I also have the DSDAC as well as my Aurender N100 sitting on a vibration damping solution created by Igor... squash balls sitting in little cups filled with damping material. His experiments showed him that pneumatic support sounds best, and squash balls work perfectly as long as you sit them in a little dollup of damping material to inhibit resonance modes within the rubber walls of the ball. The DS DAC and the Aurender are each sitting on six squash balls. 

@jmeyers When I was in college, I took a course in audio engineering from James Boyk, a pianist/recording engineer. He used to say that no measurement has ever been found that correlates with sound quality. He typically judged tubes and analog as performing better than solid state and digital, and when he said the sound quality was "good", he meant it faithfully reproduced the live sound. He had a lot of experience in recording sessions hearing both the live sound, and then hearing the reproduced sound in the control room, back-to-back. He did consulting for Sheffield Lab, and if you are familiar with their recordings, you will know they are very high resolution, very dynamic (micro- and macro-). 

Specifically about the PS Audio, the fact the it has an output transformer might be related to the measured harmonic distortion. It doesn't prevent the PS Audio from having high resolution, but I don't have a more technical explanation than that.

I'm the OP. I've listened for a while and given it a few hundred hours of burn-in just in case that was needed. I'm giving up on it for two reasons: too bright, and weak bass (poor pitch definition). I'm using it with a headphone system, mostly: a classic LCD-2 and an LCD-X, together with a custom 12AU7/FET headphone amplifier that is very extended and powerful. 

I sensed it as too bright. For instance, in chamber music, the instruments in the upper registers tended to stand out much more than the lower instruments. Or in a piece by Chopin, the pianist's right hand dominated the texture far too much. 

The bass had poor pitch definition. First, the midbass was recessed. I could barely hear some midbass notes in classical pieces. Easier in rock, but didn't really provide a firm foundation. The deep bass sounded like an unpitched thump (poor pitch definition).

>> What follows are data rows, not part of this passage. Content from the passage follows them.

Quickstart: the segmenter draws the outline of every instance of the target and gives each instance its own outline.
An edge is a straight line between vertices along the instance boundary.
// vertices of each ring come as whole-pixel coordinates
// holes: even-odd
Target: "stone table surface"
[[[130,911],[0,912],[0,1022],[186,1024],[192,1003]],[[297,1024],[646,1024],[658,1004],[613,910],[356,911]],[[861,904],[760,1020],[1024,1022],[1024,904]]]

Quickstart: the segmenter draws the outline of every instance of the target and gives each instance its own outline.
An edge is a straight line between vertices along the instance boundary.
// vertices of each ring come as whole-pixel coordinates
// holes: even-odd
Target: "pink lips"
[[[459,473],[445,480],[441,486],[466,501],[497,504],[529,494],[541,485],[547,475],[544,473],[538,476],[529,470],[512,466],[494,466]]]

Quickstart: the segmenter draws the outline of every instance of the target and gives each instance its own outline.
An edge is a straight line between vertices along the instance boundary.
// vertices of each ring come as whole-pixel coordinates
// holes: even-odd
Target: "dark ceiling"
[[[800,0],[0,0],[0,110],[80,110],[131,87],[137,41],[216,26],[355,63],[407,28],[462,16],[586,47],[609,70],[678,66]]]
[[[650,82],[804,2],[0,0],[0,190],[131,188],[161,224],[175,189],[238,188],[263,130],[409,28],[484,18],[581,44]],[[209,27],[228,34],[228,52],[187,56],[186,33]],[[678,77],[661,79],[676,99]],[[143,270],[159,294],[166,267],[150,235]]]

The brightness is not really a "bad" thing--maybe it's a good system match for darker speakers. I don't know how to explain the bass problems.

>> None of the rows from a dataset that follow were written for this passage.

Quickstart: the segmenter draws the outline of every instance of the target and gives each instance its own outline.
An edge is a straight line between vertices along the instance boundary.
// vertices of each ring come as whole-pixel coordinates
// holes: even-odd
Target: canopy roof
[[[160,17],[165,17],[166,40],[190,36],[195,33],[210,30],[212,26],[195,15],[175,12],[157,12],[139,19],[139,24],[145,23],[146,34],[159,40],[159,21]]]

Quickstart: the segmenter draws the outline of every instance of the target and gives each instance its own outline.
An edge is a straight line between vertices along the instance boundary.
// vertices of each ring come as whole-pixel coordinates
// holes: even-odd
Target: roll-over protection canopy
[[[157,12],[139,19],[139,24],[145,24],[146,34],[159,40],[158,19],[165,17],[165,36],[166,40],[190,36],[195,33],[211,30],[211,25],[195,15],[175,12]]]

The Music Room says they will accept returns with a smallish restocking fee, but I'm not sure what the time limit is. I'm at 29 days since ordering it.

@shooter41 Do you have aftermarket cables on your Hifiman or Focals? I have a very good cable by Igor Kuznetsoff of the NJ Audiophile Society on my Audeze phones. I tried the Focal Clear OG recently but had only the stock cable, and it wasn't anywhere close to the Audeze LCD-X with Igor's cable in resolution and microdynamics. But I suspect it's not a fair comparison until I get an equally good cable.